Affinities. Due to its rich dorsal chaetotaxy P. stebaevae sp. nov. is most similar to P. bescidica , described from the Polish Carpathians. Both species compared are characterized by the presence of supernumerary setae on all terga, combined with such an unusual trait as an increased number of setae in the dorsolateral parts of Th. II–III. These two species can easily be distinguished by the relative length of the buccal cone (the ratio of the labium length to the distance between postlabial setae a1 and m1 is 5.0– 5.5 in P. stebaevae sp. nov. vs, according to Smolis et al. 2023, only 3.5 in P. bescidica ), the shape of the labral edge (rounded in P. bescidica and pointed (ogival) in P. stebaevae sp. nov.), as well as the number of teeth on the mandibles (3–4 in P. bescidica , vs 6 in P. stebaevae sp. nov.) and the shape of the maxillary tip (styliform in P. bescidica vs styliform with two clear apical hooks in P. stebaevae sp. nov.). In addition, according to Smolis & Skarżyński (2007, p. 77), the distance between chaetae A and B on the labium of P. bescidica is greater than length of chaeta B, whereas this distance is much smaller than the length of seta B in P. stebaevae sp. nov. (as in Figs 9, 16 View FIGURES 5–19 ).
Chaetotaxy of P. stebaevae sp. nov. is also comparable to that of P. plurichaetosa sp. nov. from the Caucasus. Both these species are characterized by the presence of supplementary setae on dorsal side of the body, although the latter species lacks additional setae in the dorso-lateral parts of Th. II–III and setae p2 on Abd. V. Besides this, the mandibles of P. stebaevae sp. nov. have more teeth than in P. plurichaetosa sp. nov. (6 vs 5).

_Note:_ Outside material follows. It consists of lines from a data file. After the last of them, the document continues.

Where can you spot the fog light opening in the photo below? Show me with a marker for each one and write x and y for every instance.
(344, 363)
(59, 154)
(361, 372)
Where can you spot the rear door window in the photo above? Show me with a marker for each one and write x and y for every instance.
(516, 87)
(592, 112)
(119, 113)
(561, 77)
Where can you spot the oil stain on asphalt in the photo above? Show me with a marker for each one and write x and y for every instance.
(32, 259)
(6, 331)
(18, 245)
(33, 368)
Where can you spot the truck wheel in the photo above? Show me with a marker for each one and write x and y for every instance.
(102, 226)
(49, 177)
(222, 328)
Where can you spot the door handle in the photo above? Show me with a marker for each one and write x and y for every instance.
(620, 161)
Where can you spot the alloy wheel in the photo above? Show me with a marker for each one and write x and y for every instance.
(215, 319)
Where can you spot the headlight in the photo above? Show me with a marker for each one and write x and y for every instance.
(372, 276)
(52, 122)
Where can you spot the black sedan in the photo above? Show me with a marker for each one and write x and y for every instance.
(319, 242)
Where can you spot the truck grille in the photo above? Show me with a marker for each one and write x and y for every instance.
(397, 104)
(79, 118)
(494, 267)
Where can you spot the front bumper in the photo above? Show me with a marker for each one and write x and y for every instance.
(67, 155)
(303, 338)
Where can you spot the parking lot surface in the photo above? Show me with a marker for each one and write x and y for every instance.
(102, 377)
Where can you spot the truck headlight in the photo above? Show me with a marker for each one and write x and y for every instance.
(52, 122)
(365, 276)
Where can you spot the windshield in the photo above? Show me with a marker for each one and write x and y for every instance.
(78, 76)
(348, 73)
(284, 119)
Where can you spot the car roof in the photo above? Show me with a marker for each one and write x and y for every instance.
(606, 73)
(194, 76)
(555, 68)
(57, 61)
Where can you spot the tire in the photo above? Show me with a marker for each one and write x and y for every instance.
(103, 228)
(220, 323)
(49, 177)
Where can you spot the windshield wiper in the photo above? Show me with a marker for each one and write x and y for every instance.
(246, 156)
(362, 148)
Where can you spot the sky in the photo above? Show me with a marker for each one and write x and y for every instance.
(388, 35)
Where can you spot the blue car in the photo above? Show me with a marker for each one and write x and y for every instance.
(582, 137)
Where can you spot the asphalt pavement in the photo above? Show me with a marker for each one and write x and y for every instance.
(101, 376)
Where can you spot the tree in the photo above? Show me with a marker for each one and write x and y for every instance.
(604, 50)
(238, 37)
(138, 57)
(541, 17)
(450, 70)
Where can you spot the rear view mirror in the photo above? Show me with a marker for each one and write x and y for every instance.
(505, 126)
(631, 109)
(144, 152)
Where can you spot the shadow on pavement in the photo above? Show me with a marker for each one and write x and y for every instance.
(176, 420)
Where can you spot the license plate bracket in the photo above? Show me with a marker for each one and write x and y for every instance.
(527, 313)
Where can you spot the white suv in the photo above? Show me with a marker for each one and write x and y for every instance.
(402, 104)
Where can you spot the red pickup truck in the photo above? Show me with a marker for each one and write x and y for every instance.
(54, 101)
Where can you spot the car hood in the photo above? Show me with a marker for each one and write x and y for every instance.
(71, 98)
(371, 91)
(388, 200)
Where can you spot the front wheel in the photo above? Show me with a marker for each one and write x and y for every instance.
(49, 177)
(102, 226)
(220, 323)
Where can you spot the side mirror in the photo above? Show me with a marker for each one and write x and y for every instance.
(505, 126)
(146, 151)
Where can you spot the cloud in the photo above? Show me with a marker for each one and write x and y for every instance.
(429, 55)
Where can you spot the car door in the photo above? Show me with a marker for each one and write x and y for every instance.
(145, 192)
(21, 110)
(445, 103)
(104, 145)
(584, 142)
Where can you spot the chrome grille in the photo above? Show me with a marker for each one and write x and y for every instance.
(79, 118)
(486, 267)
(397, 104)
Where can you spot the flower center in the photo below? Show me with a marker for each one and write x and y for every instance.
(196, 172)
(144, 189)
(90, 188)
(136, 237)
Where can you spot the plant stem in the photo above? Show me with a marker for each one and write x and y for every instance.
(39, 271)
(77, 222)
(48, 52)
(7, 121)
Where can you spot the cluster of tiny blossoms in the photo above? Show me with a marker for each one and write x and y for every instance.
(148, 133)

Remarks.Apparently, it was P. stebaevae sp. nov. that could have been recorded from different areas of southern Siberia (Kuznetsk Ala-Tau, northeastern Altai Mountains, Tuva) as Pseudachorutes asigillatus or Pseudachorutella sp. aff. asigillata ( Stebaeva 1963, 2012). However, it appears impossible to state unequivocally that all available Siberian records of the genus belong exactly to this very new species. In fact, several congeners clearly exist in Siberia. Thus, recently, another species of the genus (two immature males) was discovered several kilometers from the type locality of P. stebaevae sp. nov. (Lake Teletskoe, vicinity of Artybash, 51.8137°N, 87.2042°E, fir forest, litter, 08.10.2020, М. Potapov & N. Kuznetsova leg.). It differs from P. stebaevae sp. nov. by the small size (0.95 mm vs up to 3.6 mm), a shorter (but also pointed) buccal cone and the complete absence of plurichaetosis (chaetotaxy of the basic type as in P. asigillata ). Apart from this, it is characterized by the presence of fairly clearly clavate tibiotarsal setae, this brings it closer to P. clavata , an European species, the real morphology of which is unfortunately practically unknown.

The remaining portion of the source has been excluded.